Marcie Lane's picture
Anonymous (not verified)

Hello Maria,

It is a comforting and happy thought to imagine all your little kindergarteners singing away. I would love to be a kindergartener in your classroom. Keep up the good work!!--Marcie Lane

pbass's picture
Anonymous (not verified)

I am a 7th grade social studies teacher but I also play bass and guitar. I really liked the article about using music in the classroom. After reading it I have become inspired to use music in my classroom by actually bringing in my guitar and leading the class in a group sing-a-long. I believe the students will think that it is fun and as you stated "it activates three different centers of the brain at the same time: language, hearing, and rhythmic motor control." I think that it might work well for something like "This Land is Your Land" and tie it to U.S. geography. We can listen to a Woody Guthrie recording of the song and then do it ourselves. Thanks for a wonderful article!

Tracy's picture
Anonymous (not verified)

Maria,

I am interested to know which songs are best for teaching concepts such as Days of the week, counting, etc.. I am an elementary special ed. teacher and I think adding music to our daily routine would be enjoyable and much more interesting.

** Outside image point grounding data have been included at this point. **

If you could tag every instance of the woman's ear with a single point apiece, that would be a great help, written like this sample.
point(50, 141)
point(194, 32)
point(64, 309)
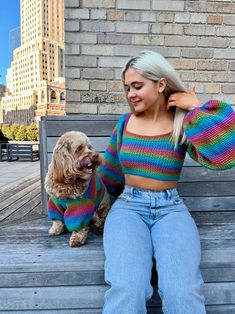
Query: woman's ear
point(161, 85)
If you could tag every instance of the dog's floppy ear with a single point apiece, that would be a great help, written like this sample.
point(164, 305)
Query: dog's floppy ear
point(61, 161)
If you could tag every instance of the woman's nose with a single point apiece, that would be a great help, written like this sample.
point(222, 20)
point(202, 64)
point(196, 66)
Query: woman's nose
point(131, 94)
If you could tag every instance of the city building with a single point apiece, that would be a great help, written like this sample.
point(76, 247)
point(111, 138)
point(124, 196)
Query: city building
point(35, 80)
point(14, 40)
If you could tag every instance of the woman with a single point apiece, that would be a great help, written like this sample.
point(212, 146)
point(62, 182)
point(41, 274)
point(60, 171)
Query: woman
point(141, 167)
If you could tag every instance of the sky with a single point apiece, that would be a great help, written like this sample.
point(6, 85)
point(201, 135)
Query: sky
point(9, 19)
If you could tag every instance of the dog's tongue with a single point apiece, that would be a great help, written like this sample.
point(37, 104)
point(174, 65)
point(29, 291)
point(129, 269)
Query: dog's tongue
point(86, 162)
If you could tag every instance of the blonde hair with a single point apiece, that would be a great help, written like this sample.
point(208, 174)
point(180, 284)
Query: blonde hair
point(154, 66)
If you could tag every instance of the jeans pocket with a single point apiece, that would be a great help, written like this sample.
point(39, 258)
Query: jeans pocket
point(178, 201)
point(124, 197)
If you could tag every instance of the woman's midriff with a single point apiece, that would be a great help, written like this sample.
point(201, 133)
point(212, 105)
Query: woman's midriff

Do you mind recommending some songs?

Thanks, Tracy

Brooke 's picture
Anonymous (not verified)

I teach kindergarten at a rural elementary school in northwest Ohio. I use music in my teaching everyday. We sing songs to learn their days of the week, months of the year, spelling color and number words, seasons, and about every subject we discuss. The children love to sing and we add motions to the songs as well. This is a great way to teach young children and they remember it so well! When I am doing assessments I tell them to think of the song and they immediately know it. It keeps their attention and interest and I have had their parents tell me that they sing the songs at home all the time. I love that you can go to the internet and find a song about anything! It is so helpful and beneficial to my students.

zainab's picture
Anonymous (not verified)

Maria I do agree with you that Music has a great positive effect in enhancing children's learning. I am a preschool teacher and I see that children are enevitabley in love with music. their memory skills, predectability skills, are improved greatly as they sing rhymes and songs enforcing numbers, sounds in a friendly way. Also I found that you can keep the children's attention to an activity for longer time when music is used. Music has proven to improve cognition. research has proven that music development follows the same sequence as language development.Also music plays a great part in developing spatial temporal, which is crucial in learning math and sience.